Phantom vs Parti vs Abstract Markings in Dogs: What's the Difference?

These three pattern terms come up constantly in Poodle, Doodle, and spaniel breeding — and they are frequently confused. Here is a clear explanation of what each actually is.

In the Poodle and doodle world especially, phantom, parti, and abstract are three frequently misused terms. Understanding the distinction matters for colour planning, accurate listing descriptions, and buyer communication.


Parti Colouring

What it is: A coat pattern where the dog is at least 50% white, with irregular patches of a second colour. The white is the dominant element.

Common colours: Parti black (black and white), parti chocolate (brown and white), parti apricot/red (red and white), parti blue (blue and white).

What controls it: The S locus (Piebald gene). Parti dogs typically carry two copies of the piebald allele (sp/sp). Heterozygous dogs (sp/S) may have small white markings or be mostly solid.

Breeds: Parti Poodles, Parti Cocker Spaniels, Parti Yorkies, many others.

Key point: The distribution of white vs coloured patches varies enormously — some partis are 50% each colour, others are 80% white with a few coloured patches. The placement of patches is variable and not precisely predictable.


Phantom Colouring

What it is: A two-colour pattern identical in structure to tan point — a darker base colour with lighter tan/cream markings in specific locations (eyebrows, cheeks, chest, inner legs, paws, under tail). In Poodles, this is called "phantom" rather than tan point.

Genetically: Phantom Poodles are at/at at the A locus — the same genetic pattern that produces black-and-tan Dobermans or tricolour Corgis. The different name is purely a breed convention.

Common combinations:

What controls it: A locus (at/at), modified by B locus (chocolate) and D locus (dilute).

Key distinction from parti: Phantom markings are in specific, defined locations — above the eyes, on the muzzle, chest, and legs. Parti markings are large, irregular, and unpredictable in placement.


Abstract Markings

What it is: A coat pattern where a mostly solid-coloured dog has small, irregular patches of white — typically on the chest, toes, chin, or muzzle. Less than 50% white. Think of it as a "partial parti."

Genetically: Abstract dogs are typically heterozygous at the S locus (sp/S) — one copy of piebald. They do not have the full parti expression because they lack two copies of the piebald allele.

Common locations for white: Chest, chin, one or more paws, a white stripe on the muzzle, a white patch on the forehead.

Key distinction from parti: Abstract dogs are predominantly one colour with small white accents. Parti dogs are predominantly white with coloured patches.

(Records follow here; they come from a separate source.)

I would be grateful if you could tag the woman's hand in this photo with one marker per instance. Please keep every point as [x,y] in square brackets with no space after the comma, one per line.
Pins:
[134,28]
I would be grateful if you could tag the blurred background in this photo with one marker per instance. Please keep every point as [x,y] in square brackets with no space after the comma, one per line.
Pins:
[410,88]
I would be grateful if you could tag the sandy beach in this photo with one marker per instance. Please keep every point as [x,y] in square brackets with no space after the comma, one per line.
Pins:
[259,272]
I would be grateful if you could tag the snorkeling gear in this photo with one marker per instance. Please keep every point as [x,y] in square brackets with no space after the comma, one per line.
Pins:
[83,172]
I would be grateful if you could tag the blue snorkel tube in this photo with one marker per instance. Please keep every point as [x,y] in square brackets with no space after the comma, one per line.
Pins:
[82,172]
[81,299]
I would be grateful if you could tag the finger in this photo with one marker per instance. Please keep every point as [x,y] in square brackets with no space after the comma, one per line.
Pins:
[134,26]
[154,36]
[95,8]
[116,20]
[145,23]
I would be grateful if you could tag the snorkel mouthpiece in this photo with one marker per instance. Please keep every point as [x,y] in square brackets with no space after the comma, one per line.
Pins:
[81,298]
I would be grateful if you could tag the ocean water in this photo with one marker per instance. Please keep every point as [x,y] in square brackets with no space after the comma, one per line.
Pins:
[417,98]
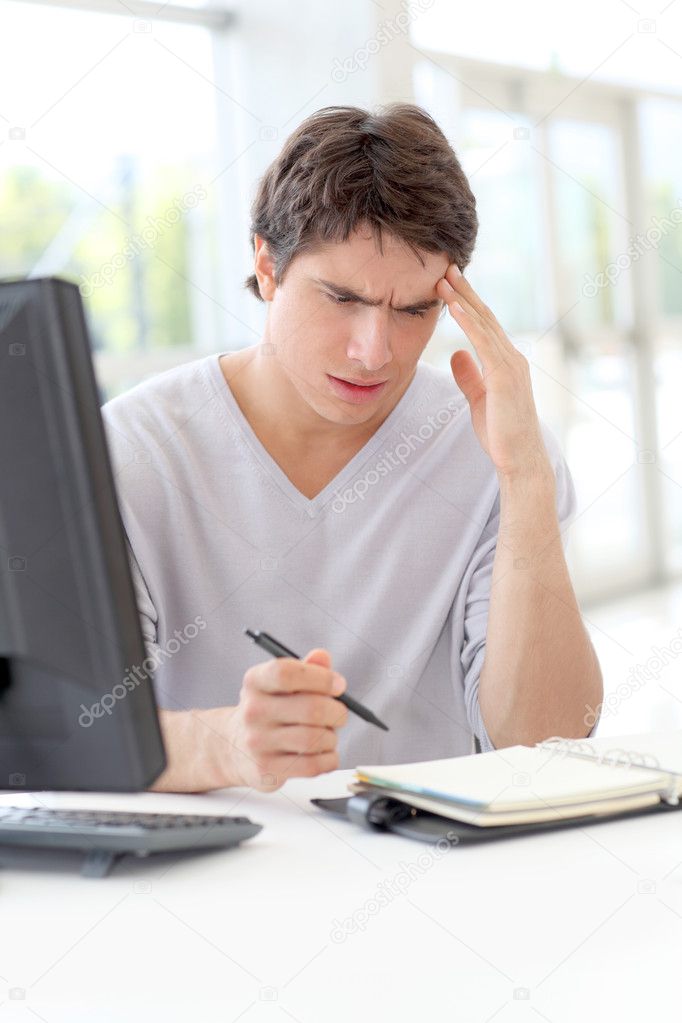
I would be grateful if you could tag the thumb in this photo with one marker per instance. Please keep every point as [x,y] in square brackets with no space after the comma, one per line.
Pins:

Key distinction from phantom: Abstract white markings are random in placement and driven by the S locus. Phantom markings are tan/cream in specific point locations and driven by the A locus.


Can a Dog Be Both?

Yes. A dog can be phantom-parti (phantom markings on a parti base — meaning phantom marking locations on a body that is also heavily white with parti patches). These dogs combine both patterns and are complex to describe and plan for.

A dog can also be abstract-phantom — phantom markings with some additional random white patches.


Summary Table

Pattern White Amount White Placement Genetic Basis
Parti 50%+ Large, random patches S locus (sp/sp)
Abstract < 50% Small, random spots S locus (sp/S heterozygous)
Phantom No white (separate markings) Specific point locations A locus (at/at)

Summary

Phantom = tan point (specific marking locations, A locus). Parti = large white patches covering 50%+ of coat (S locus, two copies). Abstract = small irregular white spots on a mostly solid dog (S locus, one copy). A dog can carry more than one pattern simultaneously. DNA testing at the A and S loci confirms pattern genetics and predicts what offspring will look like.